What matters most? Valuing yourself by expressing your feelings honestly and relieving the tensions repressed emotions cause.
‘Aroma’ is scent and ‘therapy’ is treatment. Therapy through scent. Aroma stimulates smell receptors in the nose and sends messages to the part of the brain that controls emotions, so the ‘right’ scent stimulates good emotions. Scent more than anything else, can catapult you into a memory — the aroma of your grandmother’s apple pie can make you feel happy and safe, fresh basil can hark back to a peaceful garden, pine can evoke happy memories of the winter holidays. Inhaling the right scent (for you) can promote sleep, or enhance energy, or reduce stress.

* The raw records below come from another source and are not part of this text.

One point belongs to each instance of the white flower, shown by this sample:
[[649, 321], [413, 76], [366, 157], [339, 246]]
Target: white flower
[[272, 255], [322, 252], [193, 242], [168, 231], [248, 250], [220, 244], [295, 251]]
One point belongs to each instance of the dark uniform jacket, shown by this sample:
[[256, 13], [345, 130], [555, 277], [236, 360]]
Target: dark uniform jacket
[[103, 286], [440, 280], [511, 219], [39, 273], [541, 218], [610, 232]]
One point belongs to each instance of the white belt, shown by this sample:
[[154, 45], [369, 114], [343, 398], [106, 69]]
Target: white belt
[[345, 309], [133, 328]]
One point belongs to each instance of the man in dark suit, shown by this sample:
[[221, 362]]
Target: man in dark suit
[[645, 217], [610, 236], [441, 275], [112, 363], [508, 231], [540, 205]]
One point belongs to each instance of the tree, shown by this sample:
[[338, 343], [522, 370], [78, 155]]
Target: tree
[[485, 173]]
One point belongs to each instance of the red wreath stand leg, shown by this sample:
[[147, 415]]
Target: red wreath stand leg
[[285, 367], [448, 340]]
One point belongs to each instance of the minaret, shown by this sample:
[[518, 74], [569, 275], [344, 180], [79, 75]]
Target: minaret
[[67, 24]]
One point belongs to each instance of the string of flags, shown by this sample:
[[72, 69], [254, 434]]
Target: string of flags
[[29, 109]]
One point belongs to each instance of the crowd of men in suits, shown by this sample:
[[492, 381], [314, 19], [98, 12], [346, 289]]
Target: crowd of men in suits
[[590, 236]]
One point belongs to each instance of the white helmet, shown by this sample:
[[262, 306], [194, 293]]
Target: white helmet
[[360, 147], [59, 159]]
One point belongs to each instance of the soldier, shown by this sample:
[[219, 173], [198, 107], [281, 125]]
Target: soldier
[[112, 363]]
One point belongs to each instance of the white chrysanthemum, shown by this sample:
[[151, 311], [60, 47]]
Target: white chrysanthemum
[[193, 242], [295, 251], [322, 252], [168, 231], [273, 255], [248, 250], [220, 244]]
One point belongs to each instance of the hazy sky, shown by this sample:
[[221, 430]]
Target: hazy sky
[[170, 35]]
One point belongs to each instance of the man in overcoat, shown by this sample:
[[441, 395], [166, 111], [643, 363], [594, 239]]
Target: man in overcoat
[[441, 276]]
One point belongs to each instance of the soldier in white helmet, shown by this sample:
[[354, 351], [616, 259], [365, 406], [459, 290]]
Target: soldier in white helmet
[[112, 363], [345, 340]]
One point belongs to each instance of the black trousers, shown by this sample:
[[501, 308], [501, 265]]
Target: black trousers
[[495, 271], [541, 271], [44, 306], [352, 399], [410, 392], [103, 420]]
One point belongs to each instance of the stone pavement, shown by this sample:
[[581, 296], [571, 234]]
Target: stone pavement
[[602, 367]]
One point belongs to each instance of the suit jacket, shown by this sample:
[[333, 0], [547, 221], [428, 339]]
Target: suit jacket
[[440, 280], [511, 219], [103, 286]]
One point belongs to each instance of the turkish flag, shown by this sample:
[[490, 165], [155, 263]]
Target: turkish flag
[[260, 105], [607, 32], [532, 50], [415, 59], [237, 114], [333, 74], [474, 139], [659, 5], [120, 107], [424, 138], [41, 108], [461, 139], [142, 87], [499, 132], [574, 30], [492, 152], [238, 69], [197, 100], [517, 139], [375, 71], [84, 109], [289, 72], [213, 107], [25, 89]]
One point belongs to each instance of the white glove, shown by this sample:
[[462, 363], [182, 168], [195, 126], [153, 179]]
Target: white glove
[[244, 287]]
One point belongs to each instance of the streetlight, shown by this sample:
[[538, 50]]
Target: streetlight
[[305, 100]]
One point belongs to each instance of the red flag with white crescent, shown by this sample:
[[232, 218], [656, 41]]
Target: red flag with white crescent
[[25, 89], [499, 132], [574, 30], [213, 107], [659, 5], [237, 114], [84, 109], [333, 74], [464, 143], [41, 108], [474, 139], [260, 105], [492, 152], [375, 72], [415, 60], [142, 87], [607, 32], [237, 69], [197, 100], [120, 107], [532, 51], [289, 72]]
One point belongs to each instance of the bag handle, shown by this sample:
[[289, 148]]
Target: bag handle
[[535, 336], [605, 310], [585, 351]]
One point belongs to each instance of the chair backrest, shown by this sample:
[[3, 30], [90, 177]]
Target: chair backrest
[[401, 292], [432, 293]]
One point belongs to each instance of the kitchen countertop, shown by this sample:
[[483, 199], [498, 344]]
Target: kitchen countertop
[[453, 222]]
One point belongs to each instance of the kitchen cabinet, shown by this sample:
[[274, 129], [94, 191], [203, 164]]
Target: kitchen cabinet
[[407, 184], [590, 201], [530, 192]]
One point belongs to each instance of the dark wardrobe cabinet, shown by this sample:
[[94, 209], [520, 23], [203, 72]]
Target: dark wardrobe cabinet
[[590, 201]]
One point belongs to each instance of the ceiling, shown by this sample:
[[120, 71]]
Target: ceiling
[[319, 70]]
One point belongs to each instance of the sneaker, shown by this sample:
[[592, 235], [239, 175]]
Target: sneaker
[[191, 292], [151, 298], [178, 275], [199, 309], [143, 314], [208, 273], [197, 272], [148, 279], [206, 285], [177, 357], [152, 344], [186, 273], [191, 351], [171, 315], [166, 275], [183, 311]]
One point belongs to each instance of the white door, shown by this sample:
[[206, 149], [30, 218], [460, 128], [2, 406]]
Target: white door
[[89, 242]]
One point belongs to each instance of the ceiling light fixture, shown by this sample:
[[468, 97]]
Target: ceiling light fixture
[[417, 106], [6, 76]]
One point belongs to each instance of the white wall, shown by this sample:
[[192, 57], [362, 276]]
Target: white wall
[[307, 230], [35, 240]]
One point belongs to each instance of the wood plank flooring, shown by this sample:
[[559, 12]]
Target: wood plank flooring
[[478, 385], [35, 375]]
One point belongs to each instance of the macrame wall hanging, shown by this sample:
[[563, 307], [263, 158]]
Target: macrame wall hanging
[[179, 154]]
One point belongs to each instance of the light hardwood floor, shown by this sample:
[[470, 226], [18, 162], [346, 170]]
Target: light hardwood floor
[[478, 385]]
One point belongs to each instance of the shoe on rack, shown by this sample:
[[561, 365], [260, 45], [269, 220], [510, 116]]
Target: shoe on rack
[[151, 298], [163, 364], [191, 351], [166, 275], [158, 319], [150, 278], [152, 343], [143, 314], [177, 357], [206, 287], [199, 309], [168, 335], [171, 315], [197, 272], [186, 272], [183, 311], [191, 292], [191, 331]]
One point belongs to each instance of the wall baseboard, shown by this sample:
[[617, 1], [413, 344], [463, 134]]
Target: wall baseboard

You don’t have to buy expensive oils. Make your own with sliced apples, oranges, cloves or a piece of cinnamon stick in water and simmer on low over a stove.(don’t let it dry out and fry). If you do buy oils but do not have a diffuser, no problem. Place a few drops on light bulbs and turn on the bulb to diffuse the scent. Add a few drops to a hot bath. Heck, taking a whiff of a spice in your kitchen is basic aromatherapy.
The benefits of some scents:
Rosemary = contentment
Lavender = calming
Peppermint = boost energy
Citrus = uplifting
What matters most? Creating a pleasant environment.
Maintaining balance — physical, emotional and spiritual –is essential to well-being. Balance can affect your ability to focus attention and energy on tasks and goals. When you are in balance you feel good and move through life easier. Caregiving can drastically change in short order — a crisis, a needed change in medication, an alteration in the loved one’s abilities. Those changes can leave you feeling out of control and unbalanced. This is normal, or maybe it’s the new normal for you as caregiver. It’s OK to feel frustrated, angry or to have a good cry. It is better to let the feelings out than to suppress them.
When there’s a sudden change in circumstances, reset your day by rethinking chores and errands. This may be a great time to call on that friend or family member who said, ‘Let me know what you need.” They would probably be unhappy to learn you didn’t accept their offer when you needed to, and instead tried to handle a situation alone.
Finding daily balance is ongoing as a caregiver. Think about what is most important for you to accomplish without spreading yourself too thin. Keep going back to the drawing board until you find a solution that makes sense.
What matters most? Flexibility. Try a new approach to a situation.
When you are tired you feel disconnected, and it effects how you relate to those around you. Being tired increases stress, impairs cognition and can cause depression and anxiety. An easy fix is to go to bed early and avoid stimulants such as caffeine, sugar, TV and computers. Instead read a book or magazine (not on an electronic device), listen to soft music, meditate or pray.
What matters most? Creating a relaxing bedtime routine.
Our desire for you this month, dear caregiver, is to reconnect with yourself and find peace. You can start by doing something each day that makes you feel good. Get up early and enjoy a cup of coffee while you write or doodle in your journal. Read the paper, check emails, meditate or pray. Allow yourself fifteen minutes of uninterrupted time. Maybe you can build on the fifteen minutes and maybe not, but savor whatever time you can find the time everyday. Make it a ritual just for you!
What matters most? Giving yourself permission to do something each day for you!